Climat: au nord de Paris, la forêt de Montmorency menacée par la maladie de l'encre

Un mal invisible venu d'Asie et contre lequel il n'existe aucun remède: la forêt de Montmorency au nord de Paris, déclarée en "crise sanitaire", se bat contre une maladie qui ravage ses arbres et progresse à la faveur du changement climatique.

Dans cette forêt du Val-d'Oise d'environ 2.000 hectares, les châtaigniers dépérissent, foudroyés par la maladie de l'encre, causée par le phytophthora.

Pour observer les ravages de ce pathogène - microscopique, entre le champignon et l'algue - il faut détourner les yeux des sentes et les lever vers les cimes: les individus atteints produisent des feuilles plus petites, d'un vert pâlot. Certains sont même dépourvus de feuillage.

"Sentant leur fin arriver", ils produisent aussi de petites châtaignes car "ils fructifient quand ils ont un stress", explique Michel Béal, directeur de l'agence territoriale Ile-de-France Ouest de l'Office national des forêts (ONF).

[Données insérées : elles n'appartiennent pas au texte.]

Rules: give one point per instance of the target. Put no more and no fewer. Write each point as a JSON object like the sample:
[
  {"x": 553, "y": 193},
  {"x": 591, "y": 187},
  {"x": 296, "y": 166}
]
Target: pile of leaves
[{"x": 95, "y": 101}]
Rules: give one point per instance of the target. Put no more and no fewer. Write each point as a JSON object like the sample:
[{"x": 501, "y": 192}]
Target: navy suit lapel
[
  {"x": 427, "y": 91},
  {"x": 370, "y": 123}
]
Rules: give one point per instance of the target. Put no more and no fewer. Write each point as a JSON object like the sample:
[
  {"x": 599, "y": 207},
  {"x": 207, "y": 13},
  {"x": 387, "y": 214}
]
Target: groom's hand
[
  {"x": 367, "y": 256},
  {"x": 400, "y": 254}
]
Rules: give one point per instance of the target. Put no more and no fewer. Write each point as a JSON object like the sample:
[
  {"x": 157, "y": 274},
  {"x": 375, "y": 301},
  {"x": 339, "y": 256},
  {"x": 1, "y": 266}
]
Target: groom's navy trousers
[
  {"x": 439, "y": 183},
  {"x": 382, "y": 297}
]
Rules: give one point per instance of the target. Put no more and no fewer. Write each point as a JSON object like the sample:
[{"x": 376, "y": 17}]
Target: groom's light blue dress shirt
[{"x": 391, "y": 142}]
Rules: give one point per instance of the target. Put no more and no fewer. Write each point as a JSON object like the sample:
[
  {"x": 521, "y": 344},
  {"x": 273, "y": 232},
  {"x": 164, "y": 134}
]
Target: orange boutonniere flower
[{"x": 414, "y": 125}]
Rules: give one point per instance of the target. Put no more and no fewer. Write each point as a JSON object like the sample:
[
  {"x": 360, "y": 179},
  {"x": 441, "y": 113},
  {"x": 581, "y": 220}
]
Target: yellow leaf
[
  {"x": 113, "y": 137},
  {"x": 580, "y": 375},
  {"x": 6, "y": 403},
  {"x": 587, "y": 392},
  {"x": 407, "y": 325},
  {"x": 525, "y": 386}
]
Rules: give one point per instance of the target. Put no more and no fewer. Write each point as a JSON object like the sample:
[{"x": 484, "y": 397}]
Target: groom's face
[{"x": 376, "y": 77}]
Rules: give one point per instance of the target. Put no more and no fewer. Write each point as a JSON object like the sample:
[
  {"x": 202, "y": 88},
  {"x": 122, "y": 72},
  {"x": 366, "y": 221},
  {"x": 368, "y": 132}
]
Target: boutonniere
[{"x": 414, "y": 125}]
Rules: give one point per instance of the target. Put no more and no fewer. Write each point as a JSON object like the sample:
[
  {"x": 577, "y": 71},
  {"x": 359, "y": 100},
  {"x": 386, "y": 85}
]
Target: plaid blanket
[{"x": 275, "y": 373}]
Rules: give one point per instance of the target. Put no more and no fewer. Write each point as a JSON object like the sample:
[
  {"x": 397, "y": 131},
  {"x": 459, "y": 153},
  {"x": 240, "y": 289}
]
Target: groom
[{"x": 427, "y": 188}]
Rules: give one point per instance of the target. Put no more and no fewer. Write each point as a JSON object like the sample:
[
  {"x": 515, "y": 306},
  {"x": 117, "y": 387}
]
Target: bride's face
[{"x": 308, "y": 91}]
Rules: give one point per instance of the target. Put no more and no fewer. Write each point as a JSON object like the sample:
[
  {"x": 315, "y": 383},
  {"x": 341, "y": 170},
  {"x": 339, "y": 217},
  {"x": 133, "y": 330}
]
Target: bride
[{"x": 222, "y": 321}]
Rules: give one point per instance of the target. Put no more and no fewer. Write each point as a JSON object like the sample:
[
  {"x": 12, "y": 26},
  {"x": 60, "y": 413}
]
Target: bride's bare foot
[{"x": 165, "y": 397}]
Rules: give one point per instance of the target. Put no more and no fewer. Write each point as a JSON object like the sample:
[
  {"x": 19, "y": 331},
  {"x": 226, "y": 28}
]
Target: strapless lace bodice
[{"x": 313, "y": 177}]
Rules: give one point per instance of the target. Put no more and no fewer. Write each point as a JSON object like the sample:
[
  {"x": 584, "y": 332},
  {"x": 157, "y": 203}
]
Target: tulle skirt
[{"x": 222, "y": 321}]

Le pathogène, présent dans le sol, s'attaque aux racines et se nourrit des tissus vivants de l'arbre qui, affaibli par l'envahisseur, défaille "en deux, trois mois", retrace-t-il.

Les racines, nécrosées, peinent à maintenir l'arbre debout, créant aussi un risque accru de chute, dans une forêt fréquentée par près de cinq millions de promeneurs par an, selon l'ONF.

"C'est notre épidémie à nous", déplore M. Béal, qui précise que "la forêt de Montmorency est la seule d'Ile-de-France a être classée en crise sanitaire par l'ONF depuis 2018." Ce qui signifie que le plan de gestion habituel n'est plus applicable, les forestiers étant "débordés", ajoute-t-il.

Le phénomène est au coeur des préoccupations de l'ONF qui travaille sur ce sujet avec le ministère de l'Agriculture et des scientifiques de l'INRAE (Institut national de recherche en agriculture, alimentation et environnement).

L'épidémie ne touche que les châtaigniers et sévit dans d'autres forêts de France (Pays de la Loire, Dordogne) et d'Europe.

- Un "cocktail" météorologique -

La maladie de l'encre a explosé ces dernières années, alors que le pathogène venu d'Asie était présent en France à l'état latent depuis le milieu du XIXe siècle.

Mais c'était sans compter sur le changement climatique, qui l'a tiré de sa torpeur.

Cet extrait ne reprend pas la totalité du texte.